The increasing morbidity and mortality from opioid and other substance use disorders are a call to action, and ID providers have a significant role to play. Rates of HIV, viral hepatitis, and life-threatening bacterial infections are increasing in US communities. By incorporating elements of ID and substance use treatment, clinicians can improve outcomes and increase satisfaction in the workplace. As ID providers, they can assist people with substance use disorders, and participation in their care can be a very rewarding experience.

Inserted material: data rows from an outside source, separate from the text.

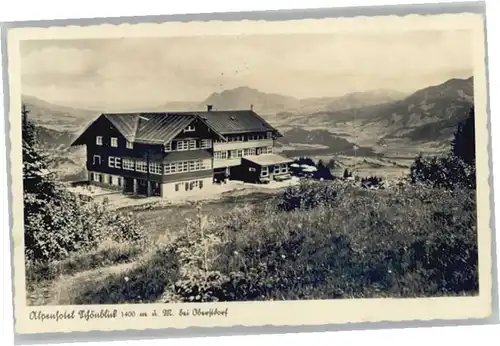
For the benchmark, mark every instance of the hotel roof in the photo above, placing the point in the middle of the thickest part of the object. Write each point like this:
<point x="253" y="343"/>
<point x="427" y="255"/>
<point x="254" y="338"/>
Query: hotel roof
<point x="268" y="159"/>
<point x="158" y="128"/>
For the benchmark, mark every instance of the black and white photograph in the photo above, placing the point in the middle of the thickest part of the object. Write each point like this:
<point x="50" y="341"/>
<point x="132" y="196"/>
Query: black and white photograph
<point x="186" y="170"/>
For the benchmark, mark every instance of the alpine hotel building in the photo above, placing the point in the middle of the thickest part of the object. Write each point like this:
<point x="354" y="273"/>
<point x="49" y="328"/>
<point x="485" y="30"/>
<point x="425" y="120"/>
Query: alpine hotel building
<point x="160" y="154"/>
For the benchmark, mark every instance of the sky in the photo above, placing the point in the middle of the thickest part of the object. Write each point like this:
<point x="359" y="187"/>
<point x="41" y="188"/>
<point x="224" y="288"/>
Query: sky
<point x="152" y="71"/>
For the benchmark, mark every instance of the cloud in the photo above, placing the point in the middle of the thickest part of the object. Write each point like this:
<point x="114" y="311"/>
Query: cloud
<point x="57" y="61"/>
<point x="149" y="71"/>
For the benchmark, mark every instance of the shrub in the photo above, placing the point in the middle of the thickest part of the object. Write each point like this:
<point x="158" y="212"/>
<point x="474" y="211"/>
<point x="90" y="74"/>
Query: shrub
<point x="65" y="225"/>
<point x="445" y="172"/>
<point x="308" y="195"/>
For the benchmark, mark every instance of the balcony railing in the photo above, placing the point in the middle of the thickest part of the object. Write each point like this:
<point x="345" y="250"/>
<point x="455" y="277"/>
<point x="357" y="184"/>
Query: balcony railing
<point x="242" y="145"/>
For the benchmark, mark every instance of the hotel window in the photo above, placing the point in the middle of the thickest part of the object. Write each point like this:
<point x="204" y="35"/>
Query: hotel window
<point x="128" y="164"/>
<point x="192" y="166"/>
<point x="192" y="144"/>
<point x="249" y="152"/>
<point x="182" y="145"/>
<point x="190" y="128"/>
<point x="155" y="168"/>
<point x="96" y="160"/>
<point x="114" y="162"/>
<point x="141" y="166"/>
<point x="220" y="155"/>
<point x="206" y="143"/>
<point x="264" y="172"/>
<point x="169" y="168"/>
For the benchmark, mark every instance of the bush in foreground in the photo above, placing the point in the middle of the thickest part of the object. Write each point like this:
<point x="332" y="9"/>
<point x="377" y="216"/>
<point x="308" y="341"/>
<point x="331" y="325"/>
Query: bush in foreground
<point x="407" y="243"/>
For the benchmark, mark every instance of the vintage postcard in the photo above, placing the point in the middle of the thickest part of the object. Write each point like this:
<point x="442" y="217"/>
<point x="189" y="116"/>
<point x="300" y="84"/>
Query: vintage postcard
<point x="250" y="173"/>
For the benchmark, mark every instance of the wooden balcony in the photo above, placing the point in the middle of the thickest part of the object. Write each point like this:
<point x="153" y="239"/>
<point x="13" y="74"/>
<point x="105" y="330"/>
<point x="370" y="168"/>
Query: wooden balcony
<point x="220" y="163"/>
<point x="242" y="145"/>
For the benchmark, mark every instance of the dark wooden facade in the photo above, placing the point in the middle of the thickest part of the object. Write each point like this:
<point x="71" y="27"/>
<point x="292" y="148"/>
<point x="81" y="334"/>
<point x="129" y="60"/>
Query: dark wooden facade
<point x="143" y="154"/>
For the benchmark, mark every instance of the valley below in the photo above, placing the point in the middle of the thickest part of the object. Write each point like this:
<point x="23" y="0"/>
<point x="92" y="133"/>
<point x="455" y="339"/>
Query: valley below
<point x="376" y="133"/>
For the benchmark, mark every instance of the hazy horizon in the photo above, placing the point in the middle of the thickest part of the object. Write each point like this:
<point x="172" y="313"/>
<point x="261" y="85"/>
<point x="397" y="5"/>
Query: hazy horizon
<point x="132" y="72"/>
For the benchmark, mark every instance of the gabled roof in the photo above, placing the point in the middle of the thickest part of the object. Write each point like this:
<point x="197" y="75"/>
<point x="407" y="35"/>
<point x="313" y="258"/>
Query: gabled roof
<point x="161" y="128"/>
<point x="268" y="159"/>
<point x="232" y="122"/>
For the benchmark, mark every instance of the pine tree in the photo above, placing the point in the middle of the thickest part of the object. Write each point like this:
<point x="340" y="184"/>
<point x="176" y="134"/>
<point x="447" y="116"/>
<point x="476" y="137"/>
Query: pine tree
<point x="464" y="140"/>
<point x="36" y="177"/>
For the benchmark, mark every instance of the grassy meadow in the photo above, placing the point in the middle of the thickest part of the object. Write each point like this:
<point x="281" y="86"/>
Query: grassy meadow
<point x="321" y="240"/>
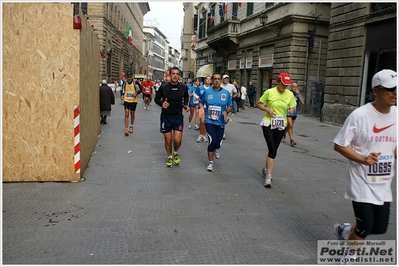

Hurley is an infectious disease and addiction medicine physician at Denver Health and Hospital Authority in Colorado. Her work combines infectious disease and substance use treatment, with a focus on justice-involved individuals. Al-Tayyib is an associate research scientist at Denver Health and Hospital Authority who is trained in infectious disease epidemiology, with a research focus on substance use. Rowan is the associate director of HIV and viral hepatitis prevention at Denver Health and Hospital Authority. She specializes in the care of patients with HIV, hepatitis C, and sexually transmitted infections.